Open Access
Designing and developing an automatic interactive keyphrase extraction system with Unified Modeling Language (UML)
Author(s) -
Song Min,
Song IlYeol,
Hu Xiaohua
Publication year - 2004
Publication title -
proceedings of the american society for information science and technology
Language(s) - English
Resource type - Journals
eISSN - 1550-8390
pISSN - 0044-7870
DOI - 10.1002/meet.1450410143
Subject(s) - computer science , unified modeling language , xml , wordnet , natural language processing , information extraction , artificial intelligence , plain text , applications of uml , the internet , information retrieval , programming language , world wide web , encryption , software , operating system
Abstract Designing and developing a system that assists the users in digesting and understanding information available has been a difficult challenge. In this paper, we discuss the design and development of an automatic interactive keyphrase extraction system, called KPSpotter, which is capable of processing various formats of data such as XML, HTML, and plain text through Internet.

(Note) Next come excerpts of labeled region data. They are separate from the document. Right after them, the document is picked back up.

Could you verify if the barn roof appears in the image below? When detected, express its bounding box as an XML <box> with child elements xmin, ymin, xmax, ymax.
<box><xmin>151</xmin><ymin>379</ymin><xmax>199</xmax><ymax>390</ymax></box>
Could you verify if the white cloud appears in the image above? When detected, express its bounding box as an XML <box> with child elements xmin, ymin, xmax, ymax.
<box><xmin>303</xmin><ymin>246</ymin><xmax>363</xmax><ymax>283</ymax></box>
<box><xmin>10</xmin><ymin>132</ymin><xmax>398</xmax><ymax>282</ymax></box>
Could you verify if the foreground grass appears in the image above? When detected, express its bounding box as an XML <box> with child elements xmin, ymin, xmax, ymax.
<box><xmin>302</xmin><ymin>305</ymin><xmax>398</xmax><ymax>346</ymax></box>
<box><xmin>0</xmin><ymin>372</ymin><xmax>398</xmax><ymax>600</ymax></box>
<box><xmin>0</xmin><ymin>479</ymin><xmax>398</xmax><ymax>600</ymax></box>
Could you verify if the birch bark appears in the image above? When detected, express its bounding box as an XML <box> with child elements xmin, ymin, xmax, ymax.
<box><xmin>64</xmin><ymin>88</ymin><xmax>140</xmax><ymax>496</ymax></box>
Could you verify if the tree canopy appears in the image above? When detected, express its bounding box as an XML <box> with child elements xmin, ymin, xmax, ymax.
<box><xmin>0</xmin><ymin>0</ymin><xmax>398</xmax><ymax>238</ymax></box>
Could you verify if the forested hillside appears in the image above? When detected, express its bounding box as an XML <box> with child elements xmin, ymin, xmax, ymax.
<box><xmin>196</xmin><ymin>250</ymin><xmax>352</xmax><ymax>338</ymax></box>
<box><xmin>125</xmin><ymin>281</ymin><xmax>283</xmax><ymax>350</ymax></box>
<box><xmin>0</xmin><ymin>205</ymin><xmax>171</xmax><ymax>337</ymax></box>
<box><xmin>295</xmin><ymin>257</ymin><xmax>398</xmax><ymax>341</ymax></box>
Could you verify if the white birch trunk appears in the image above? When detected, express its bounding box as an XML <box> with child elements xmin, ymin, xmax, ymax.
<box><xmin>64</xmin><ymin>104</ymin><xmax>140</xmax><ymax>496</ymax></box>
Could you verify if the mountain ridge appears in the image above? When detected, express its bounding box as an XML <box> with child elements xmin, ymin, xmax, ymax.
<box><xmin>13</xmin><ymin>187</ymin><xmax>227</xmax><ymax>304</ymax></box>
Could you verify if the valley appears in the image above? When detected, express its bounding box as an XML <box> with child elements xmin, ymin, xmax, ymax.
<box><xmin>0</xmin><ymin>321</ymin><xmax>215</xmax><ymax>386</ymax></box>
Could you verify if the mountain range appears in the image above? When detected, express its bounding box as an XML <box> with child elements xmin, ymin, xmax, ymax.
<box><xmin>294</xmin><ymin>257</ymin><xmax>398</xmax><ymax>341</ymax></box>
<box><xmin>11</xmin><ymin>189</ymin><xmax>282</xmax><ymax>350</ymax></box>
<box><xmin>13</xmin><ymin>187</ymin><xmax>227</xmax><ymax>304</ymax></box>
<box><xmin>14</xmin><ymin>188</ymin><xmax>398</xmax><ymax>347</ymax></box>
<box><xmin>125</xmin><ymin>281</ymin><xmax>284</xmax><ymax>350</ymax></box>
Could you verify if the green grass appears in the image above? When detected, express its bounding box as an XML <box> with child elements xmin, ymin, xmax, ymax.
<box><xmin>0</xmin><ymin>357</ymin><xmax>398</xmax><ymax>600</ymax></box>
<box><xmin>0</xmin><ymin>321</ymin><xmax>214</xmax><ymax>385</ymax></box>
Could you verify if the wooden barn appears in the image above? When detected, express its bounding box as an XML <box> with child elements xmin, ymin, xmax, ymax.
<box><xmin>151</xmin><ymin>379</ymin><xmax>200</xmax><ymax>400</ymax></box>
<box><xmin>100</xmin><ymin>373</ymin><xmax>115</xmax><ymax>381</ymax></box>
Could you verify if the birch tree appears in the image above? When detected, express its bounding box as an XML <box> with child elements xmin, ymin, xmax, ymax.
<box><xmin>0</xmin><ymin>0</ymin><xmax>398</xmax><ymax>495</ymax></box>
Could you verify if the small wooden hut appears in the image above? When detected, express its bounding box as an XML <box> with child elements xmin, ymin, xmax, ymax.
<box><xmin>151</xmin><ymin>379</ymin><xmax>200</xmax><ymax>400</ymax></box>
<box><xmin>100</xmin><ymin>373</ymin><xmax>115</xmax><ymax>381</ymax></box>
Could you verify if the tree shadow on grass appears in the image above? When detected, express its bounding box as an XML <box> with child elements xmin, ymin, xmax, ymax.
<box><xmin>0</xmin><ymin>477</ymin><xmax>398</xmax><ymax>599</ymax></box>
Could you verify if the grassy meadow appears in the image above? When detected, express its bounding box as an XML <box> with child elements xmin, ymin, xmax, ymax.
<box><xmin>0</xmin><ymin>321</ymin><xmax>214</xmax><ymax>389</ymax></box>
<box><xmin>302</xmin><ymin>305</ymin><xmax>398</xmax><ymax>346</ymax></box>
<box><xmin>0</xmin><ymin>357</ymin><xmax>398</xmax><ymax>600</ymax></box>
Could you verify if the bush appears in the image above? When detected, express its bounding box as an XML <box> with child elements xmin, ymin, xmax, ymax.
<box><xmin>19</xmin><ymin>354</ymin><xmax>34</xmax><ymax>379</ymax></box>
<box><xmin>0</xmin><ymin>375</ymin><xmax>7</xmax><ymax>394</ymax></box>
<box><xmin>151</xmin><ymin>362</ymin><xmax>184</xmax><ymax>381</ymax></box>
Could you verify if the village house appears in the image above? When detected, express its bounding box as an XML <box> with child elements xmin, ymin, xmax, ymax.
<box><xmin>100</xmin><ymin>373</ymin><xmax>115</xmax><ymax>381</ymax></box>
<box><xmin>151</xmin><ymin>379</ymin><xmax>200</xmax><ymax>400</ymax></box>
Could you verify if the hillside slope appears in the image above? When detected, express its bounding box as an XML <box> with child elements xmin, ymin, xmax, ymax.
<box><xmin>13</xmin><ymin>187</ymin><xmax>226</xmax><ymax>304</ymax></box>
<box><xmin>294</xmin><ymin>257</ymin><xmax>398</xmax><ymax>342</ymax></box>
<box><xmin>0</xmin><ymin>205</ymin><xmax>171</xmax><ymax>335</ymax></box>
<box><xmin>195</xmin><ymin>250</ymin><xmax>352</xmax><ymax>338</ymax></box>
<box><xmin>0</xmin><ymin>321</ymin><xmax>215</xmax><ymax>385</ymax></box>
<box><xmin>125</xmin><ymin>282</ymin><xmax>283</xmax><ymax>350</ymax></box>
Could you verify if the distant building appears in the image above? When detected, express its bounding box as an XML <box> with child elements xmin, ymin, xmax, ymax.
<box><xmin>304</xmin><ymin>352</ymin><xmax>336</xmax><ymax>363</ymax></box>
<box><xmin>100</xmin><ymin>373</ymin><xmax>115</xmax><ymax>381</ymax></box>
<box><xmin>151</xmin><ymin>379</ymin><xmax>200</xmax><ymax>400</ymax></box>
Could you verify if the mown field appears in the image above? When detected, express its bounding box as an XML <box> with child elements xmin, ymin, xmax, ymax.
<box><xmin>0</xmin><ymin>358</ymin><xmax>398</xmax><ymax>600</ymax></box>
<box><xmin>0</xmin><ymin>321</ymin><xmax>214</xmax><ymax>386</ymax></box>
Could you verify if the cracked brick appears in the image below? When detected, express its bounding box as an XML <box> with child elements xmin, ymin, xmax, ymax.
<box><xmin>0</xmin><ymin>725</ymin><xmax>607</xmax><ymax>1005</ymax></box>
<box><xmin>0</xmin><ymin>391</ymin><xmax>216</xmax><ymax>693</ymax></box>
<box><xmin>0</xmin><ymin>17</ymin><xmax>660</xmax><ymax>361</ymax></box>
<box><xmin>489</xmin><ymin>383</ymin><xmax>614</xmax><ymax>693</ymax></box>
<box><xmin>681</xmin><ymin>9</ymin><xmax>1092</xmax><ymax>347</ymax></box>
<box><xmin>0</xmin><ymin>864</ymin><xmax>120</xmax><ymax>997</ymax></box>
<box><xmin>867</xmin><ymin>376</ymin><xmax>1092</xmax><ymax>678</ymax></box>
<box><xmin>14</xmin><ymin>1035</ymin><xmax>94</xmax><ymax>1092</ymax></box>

KPSpotter combines Information Gain data mining measure and several Natural Language Processing (NLP) techniques, such as Part of Speech (POS) technique and First Occurrence of Term. To improve extraction accuracy, WordNet is incorporated into KPSpotter. In designing and developing KPSpotter we utilized Unified Modeling Language (UML). UML modeling helps in the formalization of the preliminary analysis model and accomplishes iterative system design and development. We also conducted experiments for system performance testing by comparing keyphrases extracted by KPSPotter and KEA, a well‐known naïve Baysiean‐based keyphrase extraction system. The experiments show that KPSpotter outperforms KEA in most test cases.